La
défense anti-missile balistique fait des vagues depuis le sommet de
l'OTAN à Prague en 2002. Avant d'évoquer les pendants navals de ces
nouveaux systèmes, il m'a semblé intéressant de revisiter les
"fondations du temple" (comme le disait l'Amiral Castex à propos de la
stratégie navale) avant de construire un édifice. C'est-à-dire qu'il va
être intéressant de commencer par rassembler quelques caractéristiques
de base sur ces engins avant d'évoquer leur utilisation ou les moyens de
les contrer.
L'auteur
de ce blog ne prétend pas dégager lui même ces caractéristiques de base
des engins.

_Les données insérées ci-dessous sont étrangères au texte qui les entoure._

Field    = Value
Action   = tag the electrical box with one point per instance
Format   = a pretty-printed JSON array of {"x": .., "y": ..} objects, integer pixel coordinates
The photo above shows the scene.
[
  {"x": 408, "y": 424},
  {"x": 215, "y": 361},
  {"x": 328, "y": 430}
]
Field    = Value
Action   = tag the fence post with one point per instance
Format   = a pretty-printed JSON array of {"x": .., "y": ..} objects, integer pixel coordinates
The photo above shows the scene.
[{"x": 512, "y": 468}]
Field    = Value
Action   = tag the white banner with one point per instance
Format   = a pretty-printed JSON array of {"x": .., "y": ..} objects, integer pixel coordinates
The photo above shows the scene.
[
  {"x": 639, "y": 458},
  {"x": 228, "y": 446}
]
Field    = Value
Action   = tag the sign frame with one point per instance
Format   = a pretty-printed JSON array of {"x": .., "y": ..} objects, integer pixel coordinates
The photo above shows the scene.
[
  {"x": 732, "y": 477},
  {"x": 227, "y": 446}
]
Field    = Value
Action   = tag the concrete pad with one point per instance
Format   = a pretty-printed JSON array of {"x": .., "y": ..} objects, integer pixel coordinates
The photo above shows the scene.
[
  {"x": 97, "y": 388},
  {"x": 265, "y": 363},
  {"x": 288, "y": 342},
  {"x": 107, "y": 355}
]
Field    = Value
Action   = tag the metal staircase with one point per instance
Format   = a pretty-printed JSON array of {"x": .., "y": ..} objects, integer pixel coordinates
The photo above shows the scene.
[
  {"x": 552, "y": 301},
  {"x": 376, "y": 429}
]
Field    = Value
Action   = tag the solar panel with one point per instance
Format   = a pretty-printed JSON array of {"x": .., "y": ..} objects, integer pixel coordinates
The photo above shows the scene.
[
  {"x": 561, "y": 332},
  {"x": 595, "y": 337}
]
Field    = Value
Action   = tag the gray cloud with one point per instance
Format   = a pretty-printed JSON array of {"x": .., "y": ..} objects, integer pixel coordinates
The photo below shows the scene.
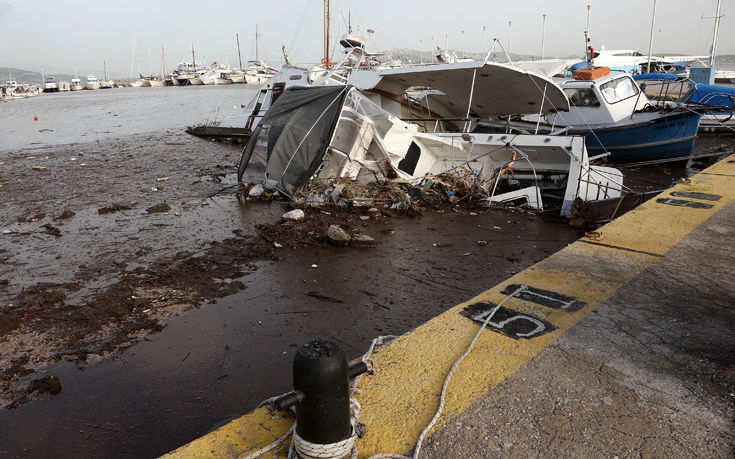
[{"x": 6, "y": 12}]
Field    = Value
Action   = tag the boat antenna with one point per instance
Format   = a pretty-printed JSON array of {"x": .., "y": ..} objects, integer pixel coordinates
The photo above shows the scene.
[
  {"x": 714, "y": 38},
  {"x": 193, "y": 59},
  {"x": 132, "y": 59},
  {"x": 509, "y": 37},
  {"x": 285, "y": 56},
  {"x": 543, "y": 35},
  {"x": 239, "y": 57},
  {"x": 326, "y": 32},
  {"x": 650, "y": 40}
]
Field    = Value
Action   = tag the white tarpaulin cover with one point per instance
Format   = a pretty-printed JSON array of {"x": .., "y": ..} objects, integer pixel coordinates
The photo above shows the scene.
[{"x": 499, "y": 89}]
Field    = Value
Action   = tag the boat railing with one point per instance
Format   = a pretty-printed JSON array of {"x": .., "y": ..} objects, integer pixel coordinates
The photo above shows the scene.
[{"x": 436, "y": 122}]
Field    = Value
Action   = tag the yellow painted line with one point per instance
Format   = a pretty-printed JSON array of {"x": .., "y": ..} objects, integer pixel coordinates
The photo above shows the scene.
[{"x": 401, "y": 398}]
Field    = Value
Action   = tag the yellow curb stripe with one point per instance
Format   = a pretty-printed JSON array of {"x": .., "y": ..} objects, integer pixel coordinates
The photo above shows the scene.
[{"x": 401, "y": 398}]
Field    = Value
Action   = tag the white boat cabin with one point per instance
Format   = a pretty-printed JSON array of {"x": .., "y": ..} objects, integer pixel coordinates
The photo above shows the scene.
[{"x": 605, "y": 101}]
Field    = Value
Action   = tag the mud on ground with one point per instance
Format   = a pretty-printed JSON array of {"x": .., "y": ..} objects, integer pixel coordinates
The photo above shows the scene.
[{"x": 103, "y": 242}]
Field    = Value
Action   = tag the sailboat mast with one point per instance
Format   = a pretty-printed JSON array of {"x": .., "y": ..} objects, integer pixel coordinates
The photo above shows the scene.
[
  {"x": 714, "y": 38},
  {"x": 326, "y": 32},
  {"x": 239, "y": 56},
  {"x": 257, "y": 59},
  {"x": 650, "y": 40},
  {"x": 132, "y": 59}
]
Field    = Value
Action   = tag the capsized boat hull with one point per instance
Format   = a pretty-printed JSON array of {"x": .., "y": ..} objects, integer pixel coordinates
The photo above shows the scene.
[{"x": 669, "y": 136}]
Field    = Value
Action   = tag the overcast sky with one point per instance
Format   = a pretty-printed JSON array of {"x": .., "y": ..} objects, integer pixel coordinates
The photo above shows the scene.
[{"x": 60, "y": 35}]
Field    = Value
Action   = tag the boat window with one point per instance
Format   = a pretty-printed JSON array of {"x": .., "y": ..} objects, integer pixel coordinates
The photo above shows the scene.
[
  {"x": 619, "y": 89},
  {"x": 582, "y": 97}
]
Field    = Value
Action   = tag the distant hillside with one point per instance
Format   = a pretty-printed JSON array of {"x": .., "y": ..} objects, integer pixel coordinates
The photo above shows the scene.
[{"x": 27, "y": 76}]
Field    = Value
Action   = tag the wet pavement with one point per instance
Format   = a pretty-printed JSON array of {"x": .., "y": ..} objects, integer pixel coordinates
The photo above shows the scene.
[
  {"x": 649, "y": 374},
  {"x": 218, "y": 361}
]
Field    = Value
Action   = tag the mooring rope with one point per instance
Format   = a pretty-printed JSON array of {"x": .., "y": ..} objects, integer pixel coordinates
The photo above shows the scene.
[
  {"x": 348, "y": 446},
  {"x": 439, "y": 410}
]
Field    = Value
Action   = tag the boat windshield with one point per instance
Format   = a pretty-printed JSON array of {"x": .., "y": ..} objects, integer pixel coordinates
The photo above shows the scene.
[
  {"x": 619, "y": 89},
  {"x": 582, "y": 97}
]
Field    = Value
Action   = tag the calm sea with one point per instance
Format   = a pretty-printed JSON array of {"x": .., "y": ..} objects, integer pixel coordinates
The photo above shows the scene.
[{"x": 86, "y": 116}]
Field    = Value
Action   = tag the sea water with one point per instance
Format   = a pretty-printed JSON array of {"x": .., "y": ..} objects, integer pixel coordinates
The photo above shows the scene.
[{"x": 87, "y": 116}]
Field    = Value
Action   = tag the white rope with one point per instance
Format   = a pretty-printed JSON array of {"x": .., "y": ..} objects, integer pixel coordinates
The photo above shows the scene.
[
  {"x": 342, "y": 448},
  {"x": 308, "y": 450},
  {"x": 438, "y": 413},
  {"x": 265, "y": 449}
]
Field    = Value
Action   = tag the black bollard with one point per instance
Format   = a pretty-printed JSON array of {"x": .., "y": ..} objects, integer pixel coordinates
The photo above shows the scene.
[{"x": 321, "y": 374}]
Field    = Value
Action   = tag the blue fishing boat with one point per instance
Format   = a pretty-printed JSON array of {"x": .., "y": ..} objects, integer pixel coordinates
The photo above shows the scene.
[
  {"x": 717, "y": 103},
  {"x": 616, "y": 118}
]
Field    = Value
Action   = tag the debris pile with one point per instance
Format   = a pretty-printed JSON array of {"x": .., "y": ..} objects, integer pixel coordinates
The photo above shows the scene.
[{"x": 394, "y": 197}]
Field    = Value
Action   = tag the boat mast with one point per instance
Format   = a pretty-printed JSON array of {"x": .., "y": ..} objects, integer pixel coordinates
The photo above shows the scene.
[
  {"x": 132, "y": 60},
  {"x": 713, "y": 53},
  {"x": 239, "y": 57},
  {"x": 543, "y": 35},
  {"x": 326, "y": 32},
  {"x": 587, "y": 55},
  {"x": 257, "y": 59},
  {"x": 650, "y": 40},
  {"x": 509, "y": 36},
  {"x": 193, "y": 59}
]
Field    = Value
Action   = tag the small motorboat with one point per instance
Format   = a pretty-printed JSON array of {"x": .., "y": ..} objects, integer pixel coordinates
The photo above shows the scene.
[
  {"x": 92, "y": 82},
  {"x": 616, "y": 118}
]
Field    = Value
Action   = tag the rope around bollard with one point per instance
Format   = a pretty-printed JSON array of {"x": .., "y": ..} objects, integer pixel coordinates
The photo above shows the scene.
[{"x": 341, "y": 449}]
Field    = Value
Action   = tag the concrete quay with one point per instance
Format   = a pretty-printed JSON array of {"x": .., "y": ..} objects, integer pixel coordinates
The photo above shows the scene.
[{"x": 622, "y": 345}]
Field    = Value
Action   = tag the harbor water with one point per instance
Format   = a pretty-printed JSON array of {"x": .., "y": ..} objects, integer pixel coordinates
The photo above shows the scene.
[{"x": 89, "y": 116}]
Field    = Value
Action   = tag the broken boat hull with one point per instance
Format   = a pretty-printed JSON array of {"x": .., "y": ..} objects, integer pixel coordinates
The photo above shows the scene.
[{"x": 670, "y": 136}]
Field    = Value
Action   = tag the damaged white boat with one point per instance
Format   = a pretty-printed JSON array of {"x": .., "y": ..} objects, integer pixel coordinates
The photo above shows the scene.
[{"x": 339, "y": 132}]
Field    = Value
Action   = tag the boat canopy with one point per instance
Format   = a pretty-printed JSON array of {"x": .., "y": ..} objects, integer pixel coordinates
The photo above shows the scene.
[
  {"x": 293, "y": 136},
  {"x": 498, "y": 89}
]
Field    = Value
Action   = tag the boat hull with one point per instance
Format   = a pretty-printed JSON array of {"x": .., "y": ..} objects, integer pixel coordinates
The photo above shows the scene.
[{"x": 670, "y": 136}]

C'est grâce à la communication de l'ingénieur en chef des
études et techniques d'armement Emmanuel Nourdin (DGA/SASF; architecte
de capacité) au séminaire "Défense antimissile balistique et contribution navale : quels enjeux ?" (7 juin 2010) que je vais pouvoir en extraire les bases recherchées.
Un missile balistique
L'engin balistique est un projectile dont le vol, en dehors de sa phase propulsée, est soumis aux lois de la balistique.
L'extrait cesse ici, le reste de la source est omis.